Landlord and Tenant (Rent Control) Act 1949
- Parliament of the United Kingdom
- Long title: An Act to provide in certain cases for the determination by a Tribunal of standard rents for the purposes of the Rent and Mortgage Interest Restrictions Acts, 1920 to 1939; further to restrict the requiring of premiums in connection with tenancies to which those Acts apply; to make further provision for the purposes of those Acts where the tenant shares part of his accommodation with his landlord or other persons or sublets part of his dwelling-house furnished; to amend the Rent of Furnished Houses Control (Scotland) Act, 1943, and the Furnished Houses (Rent Control) Act, 1946, as respects security of tenure and the requiring of premiums and as respects the districts for which Tribunals are constituted; to make certain minor amendments of the said Acts in so far as they apply to Scotland; and for purposes connected with the matters aforesaid.
- Citation: 12, 13 & 14 Geo. 6. c. 40
- Territorial extent: England and Wales; Scotland;

Dates
- Royal assent: 2 June 1949
- Commencement: 2 June 1949
- Repealed: England and Wales: 8 June 1968; Scotland: 12 August 1971;

Other legislation
- Amends: Rent of Furnished Houses Control (Scotland) Act 1943; Furnished Houses (Rent Control) Act 1946;
- Amended by: Rent Act 1957; Rent Act 1965;
- Repealed by: England and Wales: Rent Act 1968; Scotland: Rent (Scotland) Act 1971;

Status: Repealed

Text of statute as originally enacted

= Landlord and Tenant (Rent Control) Act 1949 =

Act of the Parliament of the United Kingdom

The Landlord and Tenant (Rent Control) Act 1949 (12, 13 & 14 Geo. 6. c. 40) was an act of the Parliament of the United Kingdom, intended to control excessive rents being charged by landlords. It extended the provisions of the Furnished Houses (Rent Control) Act 1946 (9 & 10 Geo. 6. c. 34).

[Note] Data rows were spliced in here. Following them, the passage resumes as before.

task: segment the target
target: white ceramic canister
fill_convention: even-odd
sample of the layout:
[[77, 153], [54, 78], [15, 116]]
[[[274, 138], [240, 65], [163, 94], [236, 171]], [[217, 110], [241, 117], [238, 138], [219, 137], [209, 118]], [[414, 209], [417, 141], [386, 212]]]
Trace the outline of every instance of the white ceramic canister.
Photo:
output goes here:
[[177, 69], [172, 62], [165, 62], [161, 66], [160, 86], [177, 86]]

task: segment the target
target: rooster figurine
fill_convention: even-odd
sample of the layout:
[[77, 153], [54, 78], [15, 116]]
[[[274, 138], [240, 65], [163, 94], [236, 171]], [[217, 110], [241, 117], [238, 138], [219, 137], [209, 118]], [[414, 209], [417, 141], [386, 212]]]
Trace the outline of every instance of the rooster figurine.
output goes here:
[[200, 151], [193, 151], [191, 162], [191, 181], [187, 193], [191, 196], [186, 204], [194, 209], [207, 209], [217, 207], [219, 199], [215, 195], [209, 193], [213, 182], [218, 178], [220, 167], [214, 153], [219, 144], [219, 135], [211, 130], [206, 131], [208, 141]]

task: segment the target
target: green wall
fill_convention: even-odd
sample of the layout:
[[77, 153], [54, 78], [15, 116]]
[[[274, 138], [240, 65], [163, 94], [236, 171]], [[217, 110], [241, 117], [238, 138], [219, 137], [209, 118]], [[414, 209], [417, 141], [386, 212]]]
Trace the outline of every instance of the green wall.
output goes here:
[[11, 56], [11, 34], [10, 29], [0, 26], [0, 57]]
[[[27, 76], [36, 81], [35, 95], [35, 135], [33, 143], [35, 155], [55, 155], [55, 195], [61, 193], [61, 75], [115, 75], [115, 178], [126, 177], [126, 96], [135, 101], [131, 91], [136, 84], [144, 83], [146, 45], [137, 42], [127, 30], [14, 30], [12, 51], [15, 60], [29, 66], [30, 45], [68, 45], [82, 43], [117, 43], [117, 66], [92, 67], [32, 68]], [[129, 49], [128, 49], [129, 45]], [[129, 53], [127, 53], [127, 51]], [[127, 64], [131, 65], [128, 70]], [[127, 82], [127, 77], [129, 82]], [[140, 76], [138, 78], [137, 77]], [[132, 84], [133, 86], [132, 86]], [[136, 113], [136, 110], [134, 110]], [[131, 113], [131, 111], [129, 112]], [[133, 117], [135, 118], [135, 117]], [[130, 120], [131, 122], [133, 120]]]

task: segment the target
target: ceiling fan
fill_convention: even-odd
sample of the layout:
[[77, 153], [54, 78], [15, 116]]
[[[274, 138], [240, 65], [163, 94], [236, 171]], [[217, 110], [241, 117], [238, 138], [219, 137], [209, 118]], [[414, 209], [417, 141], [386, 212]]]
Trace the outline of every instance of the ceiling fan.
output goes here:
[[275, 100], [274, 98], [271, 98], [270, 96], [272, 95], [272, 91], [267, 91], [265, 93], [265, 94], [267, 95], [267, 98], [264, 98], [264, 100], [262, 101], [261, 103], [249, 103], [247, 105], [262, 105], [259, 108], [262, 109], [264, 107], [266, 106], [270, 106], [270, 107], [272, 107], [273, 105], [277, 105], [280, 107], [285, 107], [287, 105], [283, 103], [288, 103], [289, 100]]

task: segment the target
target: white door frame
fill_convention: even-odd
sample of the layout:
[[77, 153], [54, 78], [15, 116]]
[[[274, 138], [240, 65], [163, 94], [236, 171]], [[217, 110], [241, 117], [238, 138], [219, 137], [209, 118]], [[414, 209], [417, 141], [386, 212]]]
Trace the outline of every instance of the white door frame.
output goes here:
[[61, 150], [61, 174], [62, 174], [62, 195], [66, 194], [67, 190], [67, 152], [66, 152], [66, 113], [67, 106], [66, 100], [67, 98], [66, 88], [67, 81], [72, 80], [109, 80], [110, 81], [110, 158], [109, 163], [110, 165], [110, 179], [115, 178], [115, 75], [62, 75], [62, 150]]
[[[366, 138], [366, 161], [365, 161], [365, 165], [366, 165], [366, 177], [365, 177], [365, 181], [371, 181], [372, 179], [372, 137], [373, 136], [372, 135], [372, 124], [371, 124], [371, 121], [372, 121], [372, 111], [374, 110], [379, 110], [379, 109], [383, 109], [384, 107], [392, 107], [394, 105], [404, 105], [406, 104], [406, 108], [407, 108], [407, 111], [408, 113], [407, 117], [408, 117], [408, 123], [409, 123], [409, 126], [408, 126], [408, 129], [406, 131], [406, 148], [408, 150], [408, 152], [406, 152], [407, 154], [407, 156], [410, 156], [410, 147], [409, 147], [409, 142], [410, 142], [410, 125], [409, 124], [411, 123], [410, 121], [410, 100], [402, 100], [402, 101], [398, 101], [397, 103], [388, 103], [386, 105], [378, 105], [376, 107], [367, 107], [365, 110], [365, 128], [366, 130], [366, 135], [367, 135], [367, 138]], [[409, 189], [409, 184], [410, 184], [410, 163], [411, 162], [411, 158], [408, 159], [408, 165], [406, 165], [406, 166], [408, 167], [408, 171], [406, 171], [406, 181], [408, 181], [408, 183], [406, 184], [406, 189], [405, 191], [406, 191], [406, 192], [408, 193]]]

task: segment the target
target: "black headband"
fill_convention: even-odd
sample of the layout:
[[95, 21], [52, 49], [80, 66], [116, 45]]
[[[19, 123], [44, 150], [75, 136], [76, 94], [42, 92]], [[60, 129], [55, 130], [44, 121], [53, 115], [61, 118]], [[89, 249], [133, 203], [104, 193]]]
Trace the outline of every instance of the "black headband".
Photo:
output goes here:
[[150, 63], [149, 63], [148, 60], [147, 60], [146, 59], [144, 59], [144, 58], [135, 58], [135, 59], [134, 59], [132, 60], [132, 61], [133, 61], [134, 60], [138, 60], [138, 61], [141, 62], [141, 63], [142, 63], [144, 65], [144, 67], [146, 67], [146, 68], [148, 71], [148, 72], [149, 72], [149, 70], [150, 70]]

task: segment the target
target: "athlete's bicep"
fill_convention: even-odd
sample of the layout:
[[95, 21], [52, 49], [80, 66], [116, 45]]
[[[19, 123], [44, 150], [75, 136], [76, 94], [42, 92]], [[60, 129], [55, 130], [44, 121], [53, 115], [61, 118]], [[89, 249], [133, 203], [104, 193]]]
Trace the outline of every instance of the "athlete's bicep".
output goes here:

The major new provisions of the act were:
- The protection of the Rent Restriction Acts was given to both landlords and tenants sharing certain types of accommodation.
- Rent tribunals were given the power to extend the security of lease given to tenants indefinitely, in three-month periods, and to review lettings made for the first time since September 1939.
- Tribunals could now review the premiums paid for accommodation as well as the rent itself, and payments for furniture and other articles. Excess premiums could be recoverable by a reduction in rent.

== Subsequent developments ==
The whole act was repealed for England and Wales by section 117(5) of, and schedule 17 to, the Rent Act 1968 (c. 23), which came into force on 8 June 1968.

The whole act was repealed for Scotland by section 135(5) of, and schedule 20 to, the Rent (Scotland) Act 1971 (c. 28), which came into force on 12 August 1971.